INDIANAPOLIS (AP) — An Indiana power company plans to spend more than a half-billion dollars to reduce its mercury emissions to comply with new federal regulations from the Environmental Protection Agency.
Indianapolis Power & Light Co. said Tuesday the $511 million in upgrades at plants in Indianapolis and in Petersburg in southwestern Indiana are part of its effort to meet EPA rules designed to curb toxic emissions from oil- and coal-fired power plants, which are the largest remaining sources of manmade mercury in the environment.
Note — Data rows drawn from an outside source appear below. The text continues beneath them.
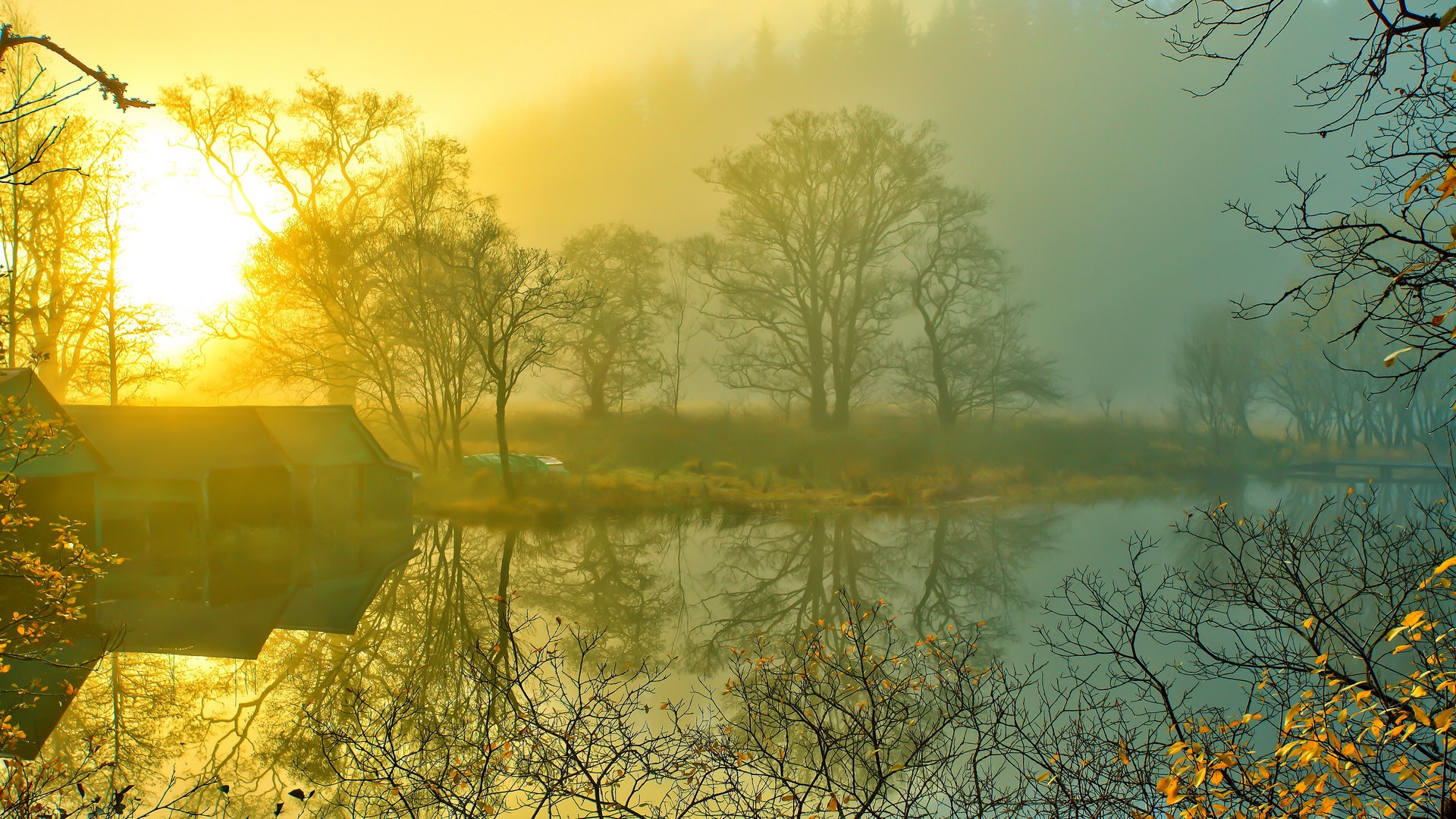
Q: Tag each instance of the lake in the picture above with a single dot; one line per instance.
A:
(216, 684)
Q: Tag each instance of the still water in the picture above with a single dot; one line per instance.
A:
(218, 664)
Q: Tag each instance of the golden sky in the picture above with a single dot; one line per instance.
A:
(459, 60)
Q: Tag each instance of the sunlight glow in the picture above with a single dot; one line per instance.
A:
(185, 240)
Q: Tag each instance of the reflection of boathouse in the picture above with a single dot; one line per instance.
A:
(235, 522)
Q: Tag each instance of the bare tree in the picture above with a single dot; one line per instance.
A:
(517, 299)
(971, 354)
(817, 212)
(30, 129)
(312, 311)
(682, 309)
(1218, 369)
(1385, 79)
(610, 349)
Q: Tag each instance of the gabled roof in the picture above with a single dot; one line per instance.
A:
(188, 442)
(322, 435)
(335, 605)
(199, 629)
(180, 444)
(67, 453)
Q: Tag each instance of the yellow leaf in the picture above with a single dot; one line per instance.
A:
(1389, 360)
(1417, 184)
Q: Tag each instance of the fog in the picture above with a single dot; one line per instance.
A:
(1107, 178)
(702, 410)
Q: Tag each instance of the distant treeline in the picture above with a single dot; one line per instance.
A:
(1329, 388)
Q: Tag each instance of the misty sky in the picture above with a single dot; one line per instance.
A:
(1109, 180)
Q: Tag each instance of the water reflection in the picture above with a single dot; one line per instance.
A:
(213, 676)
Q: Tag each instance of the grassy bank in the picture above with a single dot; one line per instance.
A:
(655, 463)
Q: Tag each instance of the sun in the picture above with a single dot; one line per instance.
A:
(184, 238)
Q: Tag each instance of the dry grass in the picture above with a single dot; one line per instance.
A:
(755, 464)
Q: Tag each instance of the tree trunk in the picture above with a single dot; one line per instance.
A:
(598, 395)
(503, 604)
(503, 447)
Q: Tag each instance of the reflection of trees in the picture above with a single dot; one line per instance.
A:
(780, 575)
(610, 575)
(240, 720)
(973, 563)
(237, 720)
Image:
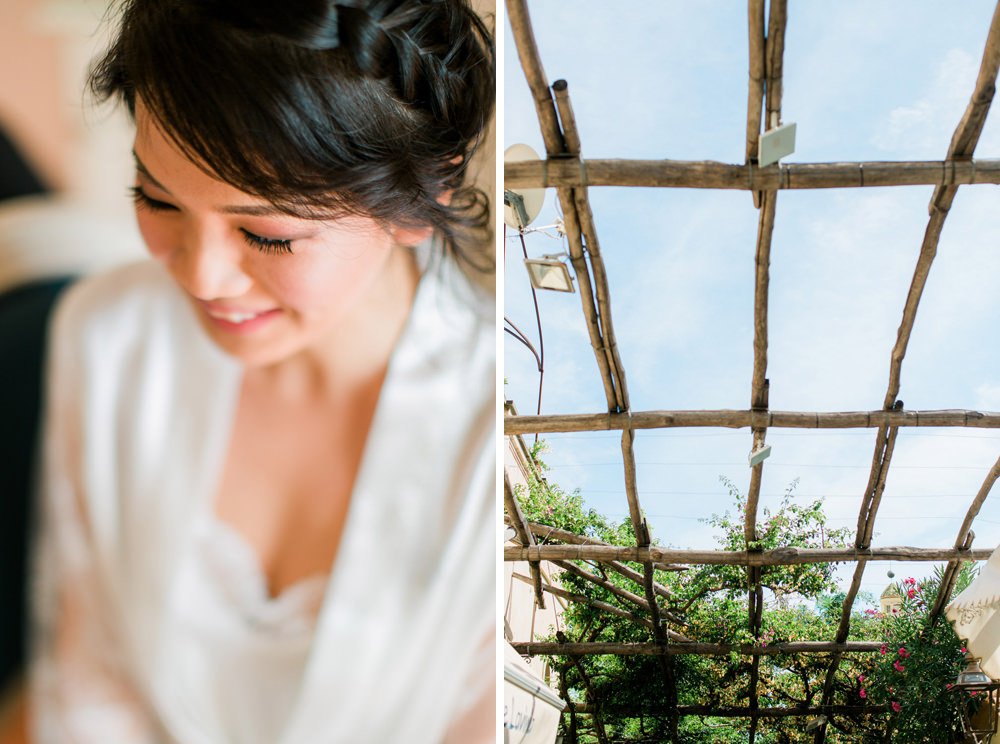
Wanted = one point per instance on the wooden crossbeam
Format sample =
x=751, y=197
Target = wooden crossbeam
x=704, y=174
x=584, y=599
x=963, y=541
x=774, y=47
x=776, y=557
x=963, y=143
x=520, y=525
x=552, y=648
x=741, y=419
x=741, y=712
x=562, y=139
The EPA rules are expected to be fully implemented by 2016.
IPL's proposal must be approved by the Indiana Utility Regulatory Commission. IPL is also asking the state to approve a rate increase to cover the cost of the project, expected to take about three years to complete.
Greg Fennig, vice president of community relations for IPL, said ratepayers could expect a 2 percent to 3 percent annual increase for a "number of years" but said he did not know how long the increases would be in effect.
"There are a number of utilities making investments in this arena," said Danielle McGrath, a spokeswoman for the state's utility regulatory commission. "Every utility is going to be unique in terms of what the situation is and what the request is."
IPL is also discussing shutting down some of its older and smaller coal units, including the Eagle Valley plant near Martinsville, Fennig said.